I have the Router GUI open as I type and from

Network/Wireless/Wireless Overview/Edit and next to:

Wireless Network: Master "OpenWrt" (wlan0) and Device Configuration -- Interface Configuration Wireless Security

I see 8 different encryption possibilities.

Forgive me, I'm not a network guy and would like to know which of these can I use that will allow me to use the wireless "key" or "passphrase" that came with the stock router. Or, if that isn't possible then the encryption that allows alphabet (Latin or English) and numbers.

The most likely case is that they also used "WPA-PSK/WPA2-PSK Mixed mode", leave cypher to "auto" and type your key in the box below. It should work.

By the way, 8 ???
I only see 5, including "none". (v.18.06.4)

As follows:

No Encryption
WEP Open System
WEP Shared Key

OK, "UNCLE". I give.

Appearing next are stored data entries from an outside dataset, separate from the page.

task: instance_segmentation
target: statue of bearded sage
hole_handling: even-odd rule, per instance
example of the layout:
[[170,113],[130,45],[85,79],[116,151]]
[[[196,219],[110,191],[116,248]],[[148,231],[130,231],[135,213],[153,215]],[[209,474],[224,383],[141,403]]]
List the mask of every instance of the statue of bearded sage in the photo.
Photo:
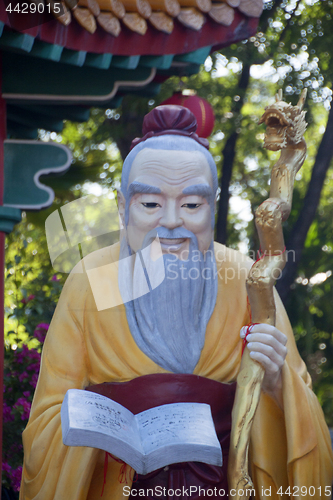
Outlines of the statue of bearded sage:
[[[216,165],[195,130],[186,108],[160,106],[145,117],[143,137],[133,141],[123,166],[121,241],[88,255],[82,272],[74,269],[66,281],[23,434],[21,500],[228,495],[231,410],[240,330],[250,322],[245,281],[252,261],[214,242]],[[100,307],[96,297],[115,305]],[[277,294],[275,303],[276,326],[255,325],[246,348],[265,369],[250,439],[253,497],[269,492],[277,500],[288,487],[328,492],[333,460]],[[107,395],[133,413],[177,402],[209,404],[222,467],[175,463],[132,485],[135,471],[116,456],[63,444],[60,408],[69,389]]]

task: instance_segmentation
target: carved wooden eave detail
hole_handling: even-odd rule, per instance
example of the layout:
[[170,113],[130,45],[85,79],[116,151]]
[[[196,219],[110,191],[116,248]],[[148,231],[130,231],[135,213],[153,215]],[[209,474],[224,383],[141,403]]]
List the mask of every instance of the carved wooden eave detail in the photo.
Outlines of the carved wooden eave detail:
[[[207,16],[217,24],[230,26],[235,10],[248,17],[259,17],[263,10],[262,0],[61,0],[61,12],[56,13],[55,0],[49,0],[55,18],[65,26],[77,22],[89,33],[97,25],[117,37],[126,26],[144,35],[147,21],[158,31],[171,34],[174,22],[186,28],[200,31]],[[110,15],[112,14],[112,15]],[[116,22],[113,16],[120,19]]]

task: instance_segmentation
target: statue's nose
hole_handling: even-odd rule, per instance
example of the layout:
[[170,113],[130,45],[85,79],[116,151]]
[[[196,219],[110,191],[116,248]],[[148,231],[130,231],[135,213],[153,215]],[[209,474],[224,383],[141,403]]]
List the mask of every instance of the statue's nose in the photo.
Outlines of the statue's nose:
[[179,215],[176,203],[174,200],[166,203],[163,215],[160,219],[160,225],[168,229],[174,229],[183,225],[183,219]]

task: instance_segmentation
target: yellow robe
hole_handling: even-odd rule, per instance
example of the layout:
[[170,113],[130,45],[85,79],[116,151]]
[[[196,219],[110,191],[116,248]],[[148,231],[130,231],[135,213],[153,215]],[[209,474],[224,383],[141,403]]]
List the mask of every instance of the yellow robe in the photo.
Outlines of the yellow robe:
[[[251,261],[219,244],[215,244],[215,254],[219,276],[217,302],[194,374],[228,383],[237,377],[241,359],[239,331],[249,322],[245,278]],[[98,259],[95,265],[116,262],[118,256],[119,245],[100,250],[94,254],[94,259]],[[113,291],[119,294],[116,266],[113,272]],[[110,293],[110,289],[105,293]],[[278,296],[276,303],[276,326],[288,336],[283,368],[284,412],[262,393],[250,450],[256,499],[265,498],[262,489],[270,487],[271,498],[288,498],[276,493],[280,487],[285,491],[288,485],[303,486],[303,491],[304,487],[313,486],[313,498],[321,498],[325,487],[332,484],[330,436]],[[136,345],[125,306],[98,312],[86,274],[72,273],[47,334],[30,420],[23,433],[25,459],[20,499],[100,499],[105,453],[62,444],[60,407],[64,395],[72,388],[125,382],[153,373],[166,370]],[[128,498],[123,496],[124,484],[118,479],[120,467],[109,460],[102,498]]]

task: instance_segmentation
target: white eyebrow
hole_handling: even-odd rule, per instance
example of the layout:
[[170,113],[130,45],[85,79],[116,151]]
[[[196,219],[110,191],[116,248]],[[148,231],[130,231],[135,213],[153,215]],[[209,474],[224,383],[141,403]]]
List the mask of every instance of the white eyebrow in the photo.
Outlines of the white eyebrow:
[[183,189],[183,194],[203,196],[209,201],[213,196],[213,190],[209,184],[193,184]]
[[137,193],[144,194],[160,194],[160,188],[156,186],[151,186],[150,184],[144,184],[143,182],[134,181],[128,186],[127,199],[131,199],[133,195]]

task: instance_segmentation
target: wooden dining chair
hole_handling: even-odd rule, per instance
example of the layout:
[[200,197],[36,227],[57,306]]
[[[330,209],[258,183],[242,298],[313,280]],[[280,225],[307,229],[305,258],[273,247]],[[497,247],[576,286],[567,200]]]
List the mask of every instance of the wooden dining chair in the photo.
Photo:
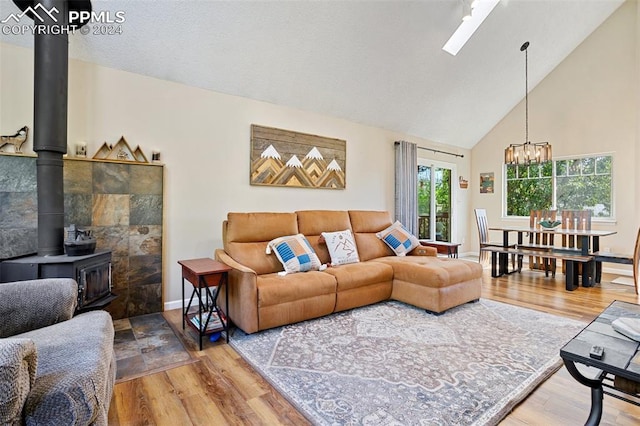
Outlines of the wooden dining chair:
[[[562,229],[589,231],[591,230],[591,210],[562,210],[560,214]],[[580,250],[582,239],[575,235],[563,235],[562,247]],[[566,261],[562,261],[562,272],[566,270]],[[578,273],[582,274],[582,266],[579,265]]]
[[[480,242],[480,250],[478,254],[478,262],[486,263],[489,259],[489,252],[482,251],[484,247],[503,247],[502,243],[489,241],[489,221],[487,219],[487,211],[485,209],[473,209],[476,215],[476,224],[478,225],[478,241]],[[515,248],[515,244],[509,245],[510,248]],[[511,255],[511,266],[513,269],[516,267],[516,256]]]
[[[561,220],[562,229],[591,230],[591,210],[563,210]],[[562,247],[580,248],[581,240],[574,235],[563,235]]]
[[[529,212],[529,227],[532,229],[541,229],[540,222],[549,220],[554,222],[556,220],[556,210],[531,210]],[[543,250],[549,248],[551,250],[554,244],[554,235],[548,232],[530,232],[529,233],[529,247],[537,250]],[[539,256],[529,256],[529,269],[542,270],[545,276],[556,276],[556,260],[548,259]]]
[[[639,268],[640,268],[640,229],[638,229],[638,234],[636,235],[636,245],[633,249],[633,254],[627,253],[612,253],[608,251],[596,251],[593,252],[592,255],[595,257],[596,262],[608,262],[608,263],[620,263],[622,265],[632,265],[633,266],[633,285],[636,289],[636,294],[638,293],[638,280],[640,280]],[[595,282],[599,283],[602,276],[602,268],[598,268],[596,270]]]
[[638,268],[640,268],[640,228],[638,229],[638,235],[636,236],[636,246],[633,249],[633,285],[636,288],[636,294],[638,293]]

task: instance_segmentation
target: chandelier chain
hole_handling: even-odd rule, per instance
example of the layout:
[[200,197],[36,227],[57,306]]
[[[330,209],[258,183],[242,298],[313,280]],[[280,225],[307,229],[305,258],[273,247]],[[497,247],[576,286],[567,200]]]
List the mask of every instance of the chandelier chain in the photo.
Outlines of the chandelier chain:
[[529,50],[526,47],[524,49],[524,114],[525,142],[529,142]]
[[526,41],[520,47],[524,52],[524,135],[525,141],[521,144],[510,144],[504,150],[505,164],[531,164],[552,161],[551,144],[549,142],[531,143],[529,141],[529,52]]

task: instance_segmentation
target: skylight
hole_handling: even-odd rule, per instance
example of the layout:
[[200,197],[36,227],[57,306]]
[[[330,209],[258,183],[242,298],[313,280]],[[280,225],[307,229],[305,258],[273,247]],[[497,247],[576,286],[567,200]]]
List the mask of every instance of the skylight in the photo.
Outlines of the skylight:
[[451,38],[444,44],[442,50],[456,56],[462,46],[476,32],[480,24],[489,16],[500,0],[476,0],[473,4],[471,18],[462,21]]

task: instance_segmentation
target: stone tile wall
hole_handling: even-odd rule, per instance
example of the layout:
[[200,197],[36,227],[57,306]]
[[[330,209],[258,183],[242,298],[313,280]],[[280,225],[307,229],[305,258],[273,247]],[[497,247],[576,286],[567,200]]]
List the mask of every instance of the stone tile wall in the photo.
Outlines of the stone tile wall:
[[36,159],[0,156],[0,259],[38,251]]
[[[35,157],[0,155],[0,259],[37,252]],[[65,227],[112,251],[115,319],[162,311],[164,167],[65,159]]]

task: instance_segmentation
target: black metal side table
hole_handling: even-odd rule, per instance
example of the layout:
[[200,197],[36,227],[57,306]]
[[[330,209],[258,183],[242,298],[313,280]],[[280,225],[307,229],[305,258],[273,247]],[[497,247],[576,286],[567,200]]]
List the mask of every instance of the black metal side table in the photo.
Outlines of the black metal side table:
[[[222,262],[209,258],[179,260],[182,265],[182,329],[185,323],[198,332],[200,350],[202,350],[202,337],[224,332],[229,343],[229,320],[218,307],[218,295],[224,287],[225,307],[229,313],[229,291],[227,275],[231,268]],[[185,280],[193,286],[189,303],[184,306]],[[194,300],[197,299],[197,300]],[[193,302],[198,304],[197,312],[191,311]]]

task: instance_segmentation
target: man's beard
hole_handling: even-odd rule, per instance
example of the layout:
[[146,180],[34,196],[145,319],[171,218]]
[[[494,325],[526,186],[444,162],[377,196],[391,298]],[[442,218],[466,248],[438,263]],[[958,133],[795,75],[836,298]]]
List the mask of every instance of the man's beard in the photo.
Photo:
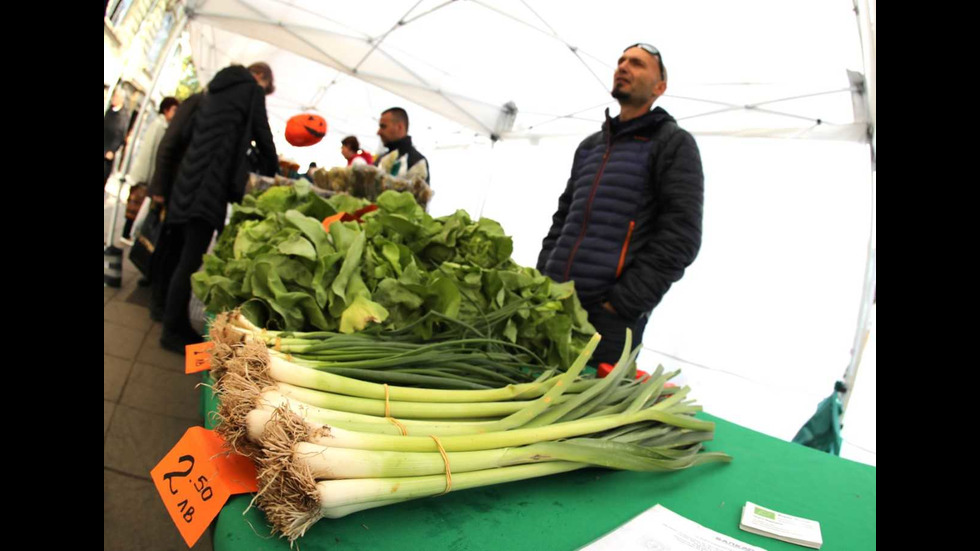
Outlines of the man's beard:
[[625,101],[630,99],[630,95],[620,90],[619,88],[613,88],[612,93],[610,95],[612,95],[613,99],[615,99],[619,103],[624,103]]

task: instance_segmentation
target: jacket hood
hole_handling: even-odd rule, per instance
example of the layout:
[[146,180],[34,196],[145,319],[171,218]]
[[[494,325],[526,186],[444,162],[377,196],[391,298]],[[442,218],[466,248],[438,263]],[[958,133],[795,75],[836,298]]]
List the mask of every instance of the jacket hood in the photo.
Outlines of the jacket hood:
[[615,117],[609,116],[609,108],[606,108],[606,122],[602,123],[602,132],[604,134],[612,133],[613,136],[622,133],[636,132],[640,128],[645,128],[647,126],[656,127],[661,123],[666,121],[674,121],[674,117],[670,116],[670,113],[665,111],[662,107],[655,107],[646,114],[640,115],[635,119],[630,119],[626,122],[619,121],[619,115]]
[[249,82],[258,85],[255,82],[255,77],[252,76],[252,73],[248,72],[248,69],[241,65],[232,65],[225,67],[218,71],[218,74],[214,75],[214,78],[208,83],[208,92],[221,92],[222,90]]

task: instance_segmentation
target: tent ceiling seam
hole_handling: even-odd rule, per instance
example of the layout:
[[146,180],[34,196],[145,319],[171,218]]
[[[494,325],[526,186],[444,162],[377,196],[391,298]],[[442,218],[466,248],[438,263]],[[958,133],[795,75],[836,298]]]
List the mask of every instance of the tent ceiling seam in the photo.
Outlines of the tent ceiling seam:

I want to use only numbers. I can use WPA2-PSK ???

SO, I gulped, chose WPA2-PSK and added some encryption below and APPLIED and SAVED and it's working (for now). Thank you Community.

1 Like

Force CCMP (AES)
Enable key reinstallation

I don't know what Force CCMP (AES) is or the Enable key ...

I thank you for your help, but I need a non computer non network engineer solution.
I want the most basic, practical information. Not complexity.

Such as:

Select WPA2-PSK and use any character from 8 to 64 charcers. You can use, letters, numbers and symbols.

Nothing about UTF-8 or ASCII or ANSI.

I guessed as much, which is why I gave the most suitable answer without bombarding you with surplus information.

But three options is too complex?

WPA2-PSK is the strongest password-based encryption among those choices. Use any character from 8 to 64 charcers. You can use, letters, numbers and symbols.

Force CCMP (AES) is the strongest cipher available among those choices. It's harder to break than TKIP.

Enable key reinstallation addresses a weakness in WPA and WPA2. WPA and WPA2 have a fundamental flaw in them, and this provides a workaround.

Set those three as indicated and you'll have the strongest password-based wireless encryption currently available on that firmware. It's not perfect, but someone would have to put in a lot of effort to break it.